Excel and OpenOffice both can open these files no problem. Somehow, Excel and OpenOffice know that quotation marks only matter if they are at the beginning of a variable entry.
Do you know what option I need to enable on R to get this data in? I have >300 files that I need to load (each with ~1000 rows each) so a manual fix is not an option...
I have looked all over the place for a solution but can't find one.
Building on my comments, here is a solution that would read all the CSV files into a single list.
# Deal with French properly
options(encoding="latin1")
# Set your working directory to where you have
# unzipped all of your 308 CSV files
setwd("path/to/unzipped/files")
# Get the file names
temp <- list.files()
# Extract the 5-digit code which we can use as names
Codes <- gsub("pollresults_resultatsbureau|.csv", "", temp)
# Read all the files into a single list named "pollResults"
pollResults <- lapply(seq_along(temp), function(x) {
T0 <- readLines(temp[x])
T0[-1] <- gsub('^(.{6})(.*)$', '\\1\\"\\2', T0[-1])
final <- read.csv(text = T0, header = TRUE)
final
})
names(pollResults) <- Codes
You can easily work with this list in different ways. If you wanted to just see the 90th data.frame you can access it by using pollResults[[90]] or by using pollResults[["24058"]] (in other words, either by index number or by district number).
Having the data in this format means you can also do a lot of other convenient things.
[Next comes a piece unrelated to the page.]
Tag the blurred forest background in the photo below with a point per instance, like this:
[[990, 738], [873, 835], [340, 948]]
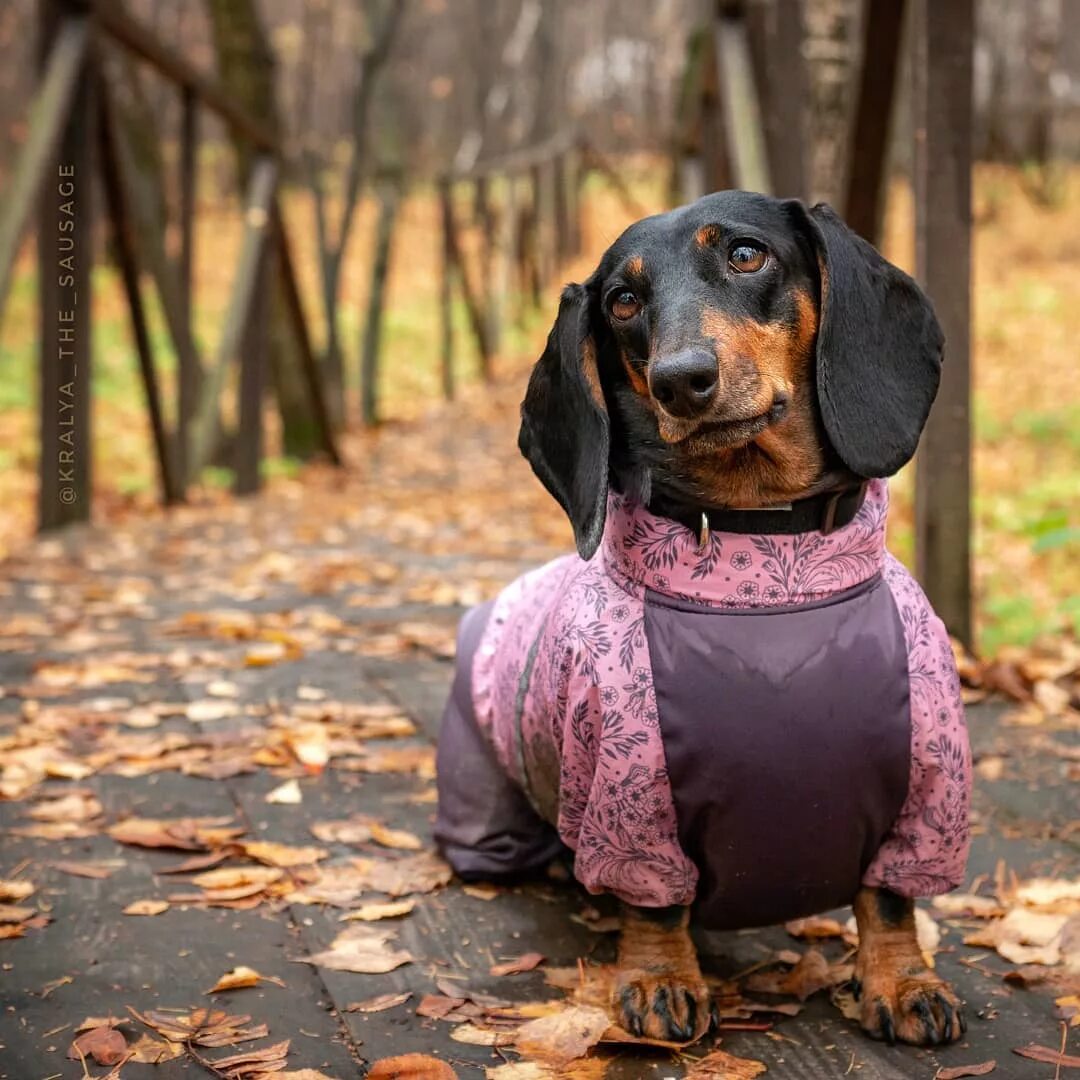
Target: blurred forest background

For instance, if you wanted to fix all 308 of the CSVs in one go, you can use the following code, which will create new CSVs with the file name prefixed with "Corrected_".
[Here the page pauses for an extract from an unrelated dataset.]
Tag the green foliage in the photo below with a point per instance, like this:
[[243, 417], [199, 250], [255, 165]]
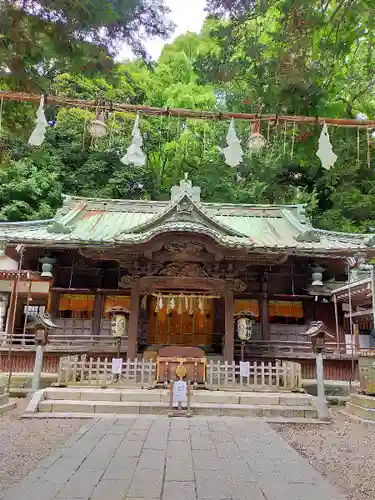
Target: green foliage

invisible(lapply(seq_along(pollResults), function(x) {
NewFilename <- paste("Corrected", temp[x], sep = "_")
write.csv(pollResults[[x]], file = NewFilename,
quote = TRUE, row.names = FALSE)
}))
Hope this helps!
This answer is mainly to #AnandaMahto (see comments to the original question).
First, it helps to set some options globally because of the french accents in the data:
options(encoding="latin1")
Next, read in the data verbatim using readLines():
temp <- readLines("pollresults_resultatsbureau13001.csv")
Following this, simply replace the first comma in each line of data with a comma+quotation. This works because the first field is always 5 characters long. Note that it leaves the header untouched.
temp[-1] <- gsub('^(.{6})(.*)$', '\\1\\"\\2', temp[-1])
Penultimately, write over the original file.
fileConn<-file("pollresults_resultatsbureau13001.csv")
writeLines(temp,fileConn)
close(fileConn)
Finally, simply read the data back into R:
data<-read.csv(file="pollresults_resultatsbureau13001.csv",header = TRUE,sep=",")
There is probably a more parsimonious way to do this (and one that can be iterated more easily) but this process made sense to me.